Domingo, 30 de septiembre 2018, 12:06

Paradójicamente, cualquier tipo de concienciación global a la que aspiremos debe utilizar una estrategia basada en 'rostros concretos'. El individuo se ha inmunizado contra las grandes cifras, contra los grandes anuncios que avisan del calentamiento global, las crisis humanas o la desaparición de especies. La catástrofe se ha asumido como algo inevitable en términos generales y, frente a ello, el individuo ha optado por un pragmatismo feroz: «Mientras no me afecte a mí, no hay problema». Incluso puede ir más allá y afirmar: «Puede que repercuta sobre mí en 20 o 30 años. No pasa nada. Lo importante es el ahora». La cuestión es que, cuando en un contexto como este, se habla de maltrato animal y se describen procesos y situaciones estandarizadas, la reacción, por parte de la sociedad, suele ser fría, rayana en la indiferencia. Las etiquetas asustan y crean un rechazo inmediato basado en prejuicios -llámese 'veganismo', 'animalismo', etc. Sin embargo, si la concienciación sobre la causa animal se trabaja desde lo más cercano que tiene una gran parte de la población -las mascotas-, el efecto logrado es inmensamente superior al obtenido por cualquier causa general. No es lo mismo que se hable del maltrato animal que el hecho de que se difunda un vídeo de un perro golpeado hasta destrozarlo. Como no es lo mismo hablar del carácter anticonstitucional de muchas de las fiestas que se celebran en España a que una televisión muestre a una vaquilla llorando por el ensañamiento de un grupo de sinvergüenzas amparados en la tradición. Todos estos casos concretos, en los que al sufrimiento animal se le pone una cara, un sonido desgarrador, generan empatía y, en último caso, movilización. Ahora que tanto se discute sobre la urgencia de emprender una 'segunda Transición', hay que recordar que España, en lo que se refiere a la causa animal, tiene desde hace décadas una pendiente: vaciar los pueblos y ciudades de 'fiestas' que se fundamentan en el maltrato y sacrificio de seres vivos. En este aspecto, somos un país medieval, una sociedad despreciable, una fábrica de muerte.

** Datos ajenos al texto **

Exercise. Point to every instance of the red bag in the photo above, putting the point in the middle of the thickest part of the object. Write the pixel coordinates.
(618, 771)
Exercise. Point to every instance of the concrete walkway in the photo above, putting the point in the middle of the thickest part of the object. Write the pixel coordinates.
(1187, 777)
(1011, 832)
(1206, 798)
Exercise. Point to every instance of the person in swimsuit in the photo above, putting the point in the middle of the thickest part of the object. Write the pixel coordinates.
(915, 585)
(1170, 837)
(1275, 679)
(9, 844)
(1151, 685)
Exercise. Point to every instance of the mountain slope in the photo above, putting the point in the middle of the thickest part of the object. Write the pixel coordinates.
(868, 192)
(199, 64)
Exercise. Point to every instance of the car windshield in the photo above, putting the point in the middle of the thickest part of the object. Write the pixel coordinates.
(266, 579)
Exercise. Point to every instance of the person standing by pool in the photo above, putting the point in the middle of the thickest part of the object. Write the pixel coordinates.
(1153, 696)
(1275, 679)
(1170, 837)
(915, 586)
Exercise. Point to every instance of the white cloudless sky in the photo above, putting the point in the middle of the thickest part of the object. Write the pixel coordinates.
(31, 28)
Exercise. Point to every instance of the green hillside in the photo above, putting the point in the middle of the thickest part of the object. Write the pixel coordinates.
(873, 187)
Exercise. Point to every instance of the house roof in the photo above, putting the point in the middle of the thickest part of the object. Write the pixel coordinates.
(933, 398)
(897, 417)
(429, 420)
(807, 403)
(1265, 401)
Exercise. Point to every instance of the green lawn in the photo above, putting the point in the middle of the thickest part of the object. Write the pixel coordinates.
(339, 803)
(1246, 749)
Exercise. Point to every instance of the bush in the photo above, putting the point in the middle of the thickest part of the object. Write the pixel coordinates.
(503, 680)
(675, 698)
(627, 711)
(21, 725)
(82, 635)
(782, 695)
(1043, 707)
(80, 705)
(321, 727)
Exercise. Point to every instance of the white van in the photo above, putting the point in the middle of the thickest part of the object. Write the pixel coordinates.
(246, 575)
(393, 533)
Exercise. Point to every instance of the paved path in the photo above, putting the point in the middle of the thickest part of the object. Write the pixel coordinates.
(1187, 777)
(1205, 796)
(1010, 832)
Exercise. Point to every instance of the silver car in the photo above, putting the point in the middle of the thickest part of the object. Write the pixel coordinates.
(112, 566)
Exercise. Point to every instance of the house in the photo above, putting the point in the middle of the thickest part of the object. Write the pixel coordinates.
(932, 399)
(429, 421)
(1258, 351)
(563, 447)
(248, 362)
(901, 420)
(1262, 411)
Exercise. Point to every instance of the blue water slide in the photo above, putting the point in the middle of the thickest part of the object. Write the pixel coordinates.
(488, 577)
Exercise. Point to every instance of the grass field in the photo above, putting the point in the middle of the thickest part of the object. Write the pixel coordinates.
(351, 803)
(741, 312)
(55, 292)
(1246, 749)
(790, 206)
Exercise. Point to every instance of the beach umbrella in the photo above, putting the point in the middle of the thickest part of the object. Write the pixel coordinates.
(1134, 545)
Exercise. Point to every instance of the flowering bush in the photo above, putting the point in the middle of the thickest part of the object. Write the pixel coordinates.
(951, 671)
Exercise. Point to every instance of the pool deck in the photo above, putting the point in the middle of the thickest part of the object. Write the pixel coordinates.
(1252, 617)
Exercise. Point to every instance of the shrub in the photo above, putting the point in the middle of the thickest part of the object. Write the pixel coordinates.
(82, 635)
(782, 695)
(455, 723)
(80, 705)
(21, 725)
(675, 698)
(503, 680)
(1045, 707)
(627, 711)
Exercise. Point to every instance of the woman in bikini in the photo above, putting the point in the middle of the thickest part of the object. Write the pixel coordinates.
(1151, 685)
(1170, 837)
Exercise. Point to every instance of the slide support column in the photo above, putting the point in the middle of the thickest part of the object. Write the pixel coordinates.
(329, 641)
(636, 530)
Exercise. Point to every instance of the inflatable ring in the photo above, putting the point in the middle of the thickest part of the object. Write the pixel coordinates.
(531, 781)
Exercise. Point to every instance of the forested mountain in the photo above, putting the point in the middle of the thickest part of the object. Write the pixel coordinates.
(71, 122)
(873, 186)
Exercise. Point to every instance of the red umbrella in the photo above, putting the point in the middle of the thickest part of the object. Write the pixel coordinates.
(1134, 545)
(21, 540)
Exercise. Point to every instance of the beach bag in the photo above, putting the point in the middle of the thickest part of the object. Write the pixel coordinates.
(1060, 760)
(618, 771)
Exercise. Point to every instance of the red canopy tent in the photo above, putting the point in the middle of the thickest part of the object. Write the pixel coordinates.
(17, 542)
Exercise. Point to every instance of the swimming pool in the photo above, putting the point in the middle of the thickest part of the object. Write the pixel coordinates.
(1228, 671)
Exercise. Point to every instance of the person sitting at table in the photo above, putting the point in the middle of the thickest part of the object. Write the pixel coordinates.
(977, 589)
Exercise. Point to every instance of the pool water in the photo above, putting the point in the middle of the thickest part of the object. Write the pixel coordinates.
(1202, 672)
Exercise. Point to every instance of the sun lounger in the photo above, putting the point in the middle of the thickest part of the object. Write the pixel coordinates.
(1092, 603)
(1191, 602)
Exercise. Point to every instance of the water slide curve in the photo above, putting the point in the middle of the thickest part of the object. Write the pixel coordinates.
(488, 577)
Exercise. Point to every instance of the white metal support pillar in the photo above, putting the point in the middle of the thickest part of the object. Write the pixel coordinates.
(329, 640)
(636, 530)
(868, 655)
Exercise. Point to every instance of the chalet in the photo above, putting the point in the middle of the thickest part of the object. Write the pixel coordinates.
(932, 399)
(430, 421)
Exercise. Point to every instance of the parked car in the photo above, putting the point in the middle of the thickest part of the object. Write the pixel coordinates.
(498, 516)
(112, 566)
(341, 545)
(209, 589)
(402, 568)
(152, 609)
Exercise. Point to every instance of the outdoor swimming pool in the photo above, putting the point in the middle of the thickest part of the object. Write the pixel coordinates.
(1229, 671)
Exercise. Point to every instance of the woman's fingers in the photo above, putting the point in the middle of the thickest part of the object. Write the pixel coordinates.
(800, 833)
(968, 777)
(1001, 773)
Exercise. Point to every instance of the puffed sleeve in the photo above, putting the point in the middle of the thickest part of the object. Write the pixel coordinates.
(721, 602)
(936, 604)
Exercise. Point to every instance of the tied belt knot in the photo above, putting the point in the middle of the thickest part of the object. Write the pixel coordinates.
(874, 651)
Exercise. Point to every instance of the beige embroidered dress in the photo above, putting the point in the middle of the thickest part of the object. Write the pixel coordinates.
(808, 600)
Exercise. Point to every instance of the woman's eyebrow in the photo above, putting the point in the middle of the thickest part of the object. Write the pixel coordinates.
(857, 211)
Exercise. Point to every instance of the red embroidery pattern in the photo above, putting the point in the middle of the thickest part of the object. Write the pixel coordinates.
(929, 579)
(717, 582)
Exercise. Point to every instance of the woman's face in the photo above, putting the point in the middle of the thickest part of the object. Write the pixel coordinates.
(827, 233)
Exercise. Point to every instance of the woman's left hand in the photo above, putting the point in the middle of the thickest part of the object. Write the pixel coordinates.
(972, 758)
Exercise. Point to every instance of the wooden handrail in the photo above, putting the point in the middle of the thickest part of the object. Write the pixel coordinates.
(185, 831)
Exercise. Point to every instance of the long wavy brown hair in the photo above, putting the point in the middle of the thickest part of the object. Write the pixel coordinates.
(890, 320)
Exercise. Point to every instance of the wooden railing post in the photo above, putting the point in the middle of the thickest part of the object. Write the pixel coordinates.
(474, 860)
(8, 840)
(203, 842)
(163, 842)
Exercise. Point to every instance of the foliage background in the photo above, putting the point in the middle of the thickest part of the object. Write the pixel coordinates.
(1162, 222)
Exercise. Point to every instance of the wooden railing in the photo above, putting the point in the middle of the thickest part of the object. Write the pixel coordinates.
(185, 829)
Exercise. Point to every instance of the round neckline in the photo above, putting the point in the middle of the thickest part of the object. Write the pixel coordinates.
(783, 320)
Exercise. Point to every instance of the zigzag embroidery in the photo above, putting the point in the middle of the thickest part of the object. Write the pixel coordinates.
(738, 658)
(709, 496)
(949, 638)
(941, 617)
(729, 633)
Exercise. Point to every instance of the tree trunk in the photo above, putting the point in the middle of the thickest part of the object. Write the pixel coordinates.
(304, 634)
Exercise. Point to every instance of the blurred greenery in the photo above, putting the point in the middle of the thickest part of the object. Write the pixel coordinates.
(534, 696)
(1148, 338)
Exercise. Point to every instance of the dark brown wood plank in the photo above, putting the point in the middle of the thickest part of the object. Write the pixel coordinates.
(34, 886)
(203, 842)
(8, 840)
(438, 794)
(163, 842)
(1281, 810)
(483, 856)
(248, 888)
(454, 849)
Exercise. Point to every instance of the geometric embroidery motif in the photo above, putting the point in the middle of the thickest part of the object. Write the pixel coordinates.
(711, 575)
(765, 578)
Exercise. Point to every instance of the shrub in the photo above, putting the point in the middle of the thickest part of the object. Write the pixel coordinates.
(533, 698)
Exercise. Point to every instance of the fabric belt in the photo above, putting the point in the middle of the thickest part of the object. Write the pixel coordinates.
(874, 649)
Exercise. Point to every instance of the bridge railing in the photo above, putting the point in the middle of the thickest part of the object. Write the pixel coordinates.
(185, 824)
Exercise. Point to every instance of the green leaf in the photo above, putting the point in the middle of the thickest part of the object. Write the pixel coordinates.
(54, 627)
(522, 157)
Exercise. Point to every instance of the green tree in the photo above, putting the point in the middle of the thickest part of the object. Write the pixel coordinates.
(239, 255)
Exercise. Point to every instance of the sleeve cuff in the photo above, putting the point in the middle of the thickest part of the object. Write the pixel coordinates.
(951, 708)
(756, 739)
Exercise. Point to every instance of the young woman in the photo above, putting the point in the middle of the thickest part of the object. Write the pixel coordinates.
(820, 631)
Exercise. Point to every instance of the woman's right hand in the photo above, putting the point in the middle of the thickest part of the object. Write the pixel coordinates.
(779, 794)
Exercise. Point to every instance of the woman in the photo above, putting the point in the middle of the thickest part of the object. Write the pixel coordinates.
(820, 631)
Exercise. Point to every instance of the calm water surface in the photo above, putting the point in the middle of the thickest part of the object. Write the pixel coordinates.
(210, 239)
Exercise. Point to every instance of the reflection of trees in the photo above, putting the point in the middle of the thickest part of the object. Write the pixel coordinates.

Cuántos lenguajes caben dentro de un mismo idioma. Tantos como para que dos personas no se encuentren nunca en una misma palabra.

En un tren, se difuminan las fronteras. No hay transición entre un cielo y otro. Se pasa de la noche al día, del gris al azul, casi por un efecto brusco de montaje, sin 'raccords' de continuidad de ningún tipo. Parece una película de Godard.

Otros querrán hacernos sentir fuera de lugar sin saber que nunca ocupamos ninguno y que, por tanto, de donde no estamos no se nos puede desalojar. Es lo que tiene vivir en tierra de nadie: no tienes patria que defender ni oligarquía en la que aspires a entrar.

A partir de ahora, todos los días que no sean otoño solo se curan con antidepresivos.

Cuántas veces habremos oído aquello de «esto no va a ninguna parte». Pero, me digo yo, que si este «ninguna parte» está lleno de hacedores de cosas inútiles que desafiaron el 'statu quo' de 'lo conveniente', a lo mejor es un destino mucho más apetecible que tantos lugares de sentido.

El tiempo transcurrido entre la expectativa y la decepción es cada vez menor. Tan pequeño es el espacio entre ambos puntos que ya ni siquiera cabe un mínimo conato de esperanza. Cierto que de esta manera la caída duele menos, pero también lo es que las ilusiones apenas si levantan del polvo del suelo. Acabaremos anhelando aquellos tiempos en que la realidad nos destrozaba porque esperábamos mucho de ella. Adiós a las grandes pasiones.